Ben continued to stand over him, staring down. He could feel an odd tumult building in Ryan’s mind, and for a moment he simply stood by silently and let it grow.
‘Bearmatch was my first assignment,’ Ryan said as he turned slowly toward Ben, his voice almost wistful as he continued, ‘I was fresh as a daisy.’ He started to go on, then stopped himself and drew his eyes quickly to the left, as if he were looking for a way out. ‘I feel old now,’ he added finally. ‘I don’t know why.’ He said nothing else.
Again, Ben waited, allowing the silence to lengthen slowly. When it seemed stretched to the limit, he broke it.
‘You want to have a drink with me?’ he asked.
Ryan’s eyes flashed toward him. ‘I haven’t had a drink with a cop since they took me off Bearmatch,’ he said.
Ben smiled quietly. ‘Want to have one now?’
Ryan looked at him suspiciously. ‘Why?’
‘A little girl,’ Ben told him softly. ‘A little colored girl.’
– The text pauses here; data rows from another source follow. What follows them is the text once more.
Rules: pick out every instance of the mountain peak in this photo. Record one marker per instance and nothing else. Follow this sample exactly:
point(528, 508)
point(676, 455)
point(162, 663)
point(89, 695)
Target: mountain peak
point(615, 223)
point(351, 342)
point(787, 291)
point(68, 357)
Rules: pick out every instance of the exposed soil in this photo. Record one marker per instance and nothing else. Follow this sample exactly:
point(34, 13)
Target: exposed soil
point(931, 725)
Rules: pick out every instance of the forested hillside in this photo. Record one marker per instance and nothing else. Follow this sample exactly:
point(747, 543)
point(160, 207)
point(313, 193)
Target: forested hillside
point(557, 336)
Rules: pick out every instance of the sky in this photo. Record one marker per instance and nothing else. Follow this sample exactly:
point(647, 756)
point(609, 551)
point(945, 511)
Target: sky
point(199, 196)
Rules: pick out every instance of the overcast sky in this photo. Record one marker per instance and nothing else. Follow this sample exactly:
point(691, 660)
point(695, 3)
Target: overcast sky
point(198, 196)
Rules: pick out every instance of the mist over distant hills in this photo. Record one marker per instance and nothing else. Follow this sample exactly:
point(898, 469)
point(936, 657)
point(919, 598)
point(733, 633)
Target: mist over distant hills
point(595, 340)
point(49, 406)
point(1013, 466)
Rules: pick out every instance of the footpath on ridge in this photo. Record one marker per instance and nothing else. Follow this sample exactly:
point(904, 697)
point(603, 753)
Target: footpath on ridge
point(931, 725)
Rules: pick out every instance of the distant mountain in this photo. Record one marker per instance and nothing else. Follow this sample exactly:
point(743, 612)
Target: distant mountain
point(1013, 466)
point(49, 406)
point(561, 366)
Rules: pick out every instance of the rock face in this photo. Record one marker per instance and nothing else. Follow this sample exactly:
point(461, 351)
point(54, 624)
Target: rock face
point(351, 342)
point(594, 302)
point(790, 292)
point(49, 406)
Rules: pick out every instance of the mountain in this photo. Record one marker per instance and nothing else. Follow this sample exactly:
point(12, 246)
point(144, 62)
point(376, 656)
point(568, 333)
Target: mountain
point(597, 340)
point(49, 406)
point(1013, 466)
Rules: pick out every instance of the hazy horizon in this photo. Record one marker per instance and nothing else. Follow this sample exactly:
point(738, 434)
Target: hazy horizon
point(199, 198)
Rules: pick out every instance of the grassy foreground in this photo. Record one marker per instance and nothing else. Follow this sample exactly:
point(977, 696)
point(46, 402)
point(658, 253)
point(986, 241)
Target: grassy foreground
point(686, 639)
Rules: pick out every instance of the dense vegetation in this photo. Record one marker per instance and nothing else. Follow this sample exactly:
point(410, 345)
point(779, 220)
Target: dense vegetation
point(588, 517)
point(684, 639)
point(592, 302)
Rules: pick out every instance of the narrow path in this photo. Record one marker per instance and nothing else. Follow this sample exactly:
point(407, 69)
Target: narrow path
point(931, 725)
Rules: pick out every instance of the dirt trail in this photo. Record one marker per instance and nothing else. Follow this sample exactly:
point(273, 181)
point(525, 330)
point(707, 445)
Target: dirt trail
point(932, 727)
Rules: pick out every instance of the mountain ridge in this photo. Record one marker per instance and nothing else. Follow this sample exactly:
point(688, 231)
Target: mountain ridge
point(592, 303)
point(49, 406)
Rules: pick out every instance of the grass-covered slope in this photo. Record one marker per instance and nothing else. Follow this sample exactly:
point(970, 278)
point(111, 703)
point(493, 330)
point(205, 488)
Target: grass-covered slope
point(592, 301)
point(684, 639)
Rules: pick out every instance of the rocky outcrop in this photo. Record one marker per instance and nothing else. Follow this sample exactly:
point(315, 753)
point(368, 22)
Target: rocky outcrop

It was a small, honky-tonk bar, nestled among the raw metal clutter of two steel mills. Outside, the air quivered with the roar of the blast furnaces, but inside there was only the jukebox and the low murmur of the factory workers who lined the bar itself or gathered in loose clusters around tiny wooden tables.
Ben guided Ryan to a booth in the far back corner, ordered two beers, then offered him a cigarette.